A startup like Hims is emblematic of Silicon Valley’s preoccupation with science-based lifestyle decisions — a trend that began with exercise trackers, and has gone the way of DNA-based meal plans and anti-aging nutraceuticals. As the mind-and-body market has grown over the past decade, entrepreneurs have found a way to repackage classic dieting, beauty, and health products for a generation of laptop-toting millennials. More specifically, they have frequently borrowed from the world of female-focused commodities and rebranded them to be geared toward men. Before there was Soylent, there was SlimFast. Before there was Powerful Yogurt, there was Fage. The outsize attention surrounding Hims’s debut may be related to the fact that it co-opted the marketing strategy of female-focused health startups, rather than a product. Women-run companies like Thinx, though frequently problematic, had planted their flag in the concept of millennial pink-tinged empowerment. That one entrepreneur decided to use it to help men feel less shy talking about their penises feels significant.

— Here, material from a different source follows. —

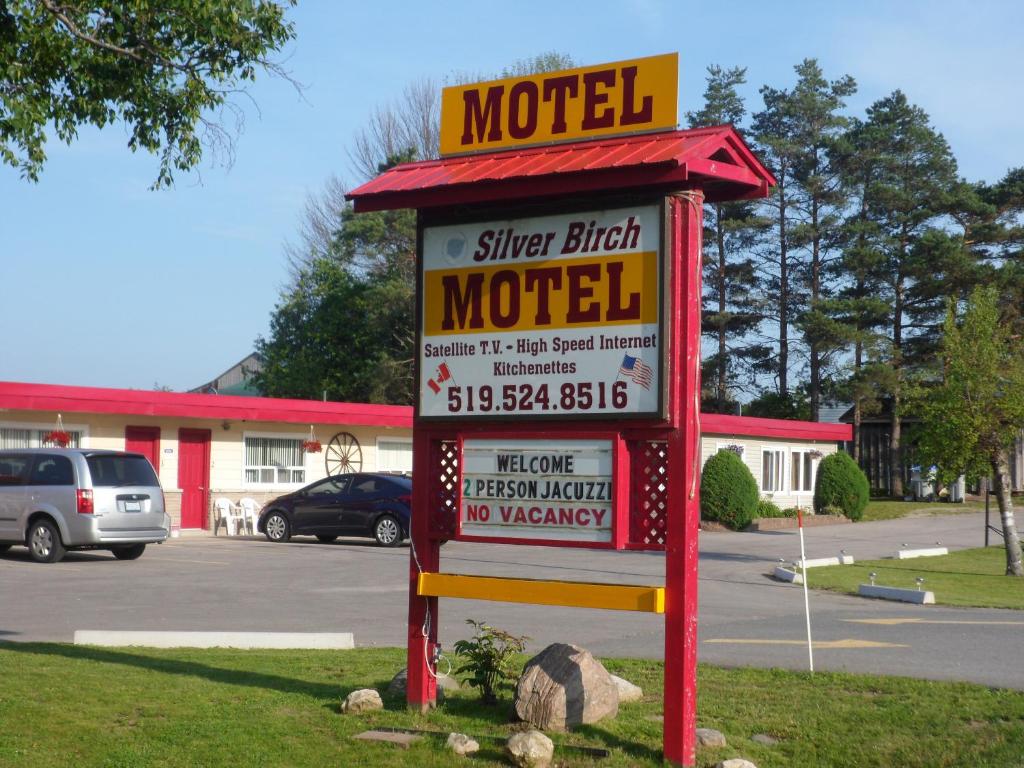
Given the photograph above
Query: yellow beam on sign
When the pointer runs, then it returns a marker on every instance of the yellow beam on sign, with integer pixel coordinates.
(572, 594)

I suggested to Dudum that we might now be living in a new world, one where men begin to covet the same high-end self-care that women always have. He questioned my theory with a tale about a friend he’d known for 15 years.

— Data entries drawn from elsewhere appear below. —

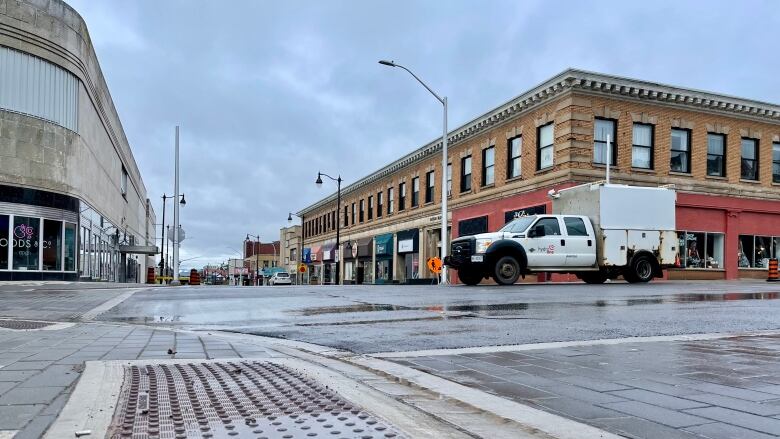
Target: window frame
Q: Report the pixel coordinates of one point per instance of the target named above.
(651, 147)
(722, 156)
(510, 158)
(401, 196)
(756, 161)
(465, 179)
(688, 152)
(613, 141)
(430, 185)
(775, 162)
(540, 148)
(485, 167)
(415, 192)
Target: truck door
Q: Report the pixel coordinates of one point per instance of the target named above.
(547, 250)
(580, 243)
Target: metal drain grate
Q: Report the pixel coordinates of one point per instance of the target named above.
(23, 324)
(235, 400)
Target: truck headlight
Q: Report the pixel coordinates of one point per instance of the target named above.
(483, 244)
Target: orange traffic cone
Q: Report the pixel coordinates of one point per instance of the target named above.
(773, 275)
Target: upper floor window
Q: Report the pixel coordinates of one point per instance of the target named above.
(544, 155)
(749, 159)
(716, 155)
(390, 200)
(123, 182)
(465, 174)
(604, 128)
(449, 179)
(681, 151)
(776, 162)
(402, 196)
(415, 191)
(642, 146)
(514, 150)
(488, 166)
(429, 184)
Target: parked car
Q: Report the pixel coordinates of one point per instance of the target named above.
(280, 278)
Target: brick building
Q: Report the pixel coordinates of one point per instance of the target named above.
(721, 153)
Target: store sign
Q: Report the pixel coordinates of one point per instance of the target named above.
(406, 245)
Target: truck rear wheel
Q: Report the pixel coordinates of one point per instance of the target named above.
(469, 277)
(640, 270)
(506, 271)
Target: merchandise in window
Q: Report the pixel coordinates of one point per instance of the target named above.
(681, 147)
(604, 128)
(642, 147)
(700, 249)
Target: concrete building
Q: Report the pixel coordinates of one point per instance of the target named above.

“If you just met him, you would be like, this is a really buff, fratty dude,” he said. “You know, you just like put him in a bucket. He probably uses this set of deodorant, he probably reads this type of stuff. Turns out he’s a vegan, he oil paints on the weekends by himself, he meditates — like, truly hours of meditation — and he reads exclusively philosophy novels. I actually think that’s more normal than not. When I talk to guys about this kind of stuff, they’re all interested in all aspects of these things. They’re excited about art and literature and whatever it might be. For whatever reason, these brands have put them in these very simplified buckets. I don’t think it’s like tremendously new, I think just going after them and saying ‘this is normal’ is new.”
Somehow, what began as a conversation about how to sell anti-balding shampoo and boner pills had moved to the realm of self-actualization and fine arts. Dudum, with years of female-focused marketing techniques to help him, is willing to go there. Judging from the overwhelming response to his product, men may have found a safe space after all.
This piece has been updated to reflect that Roman sells brand-name, as well as generic, forms of Viagra, Cialis, and Levitra.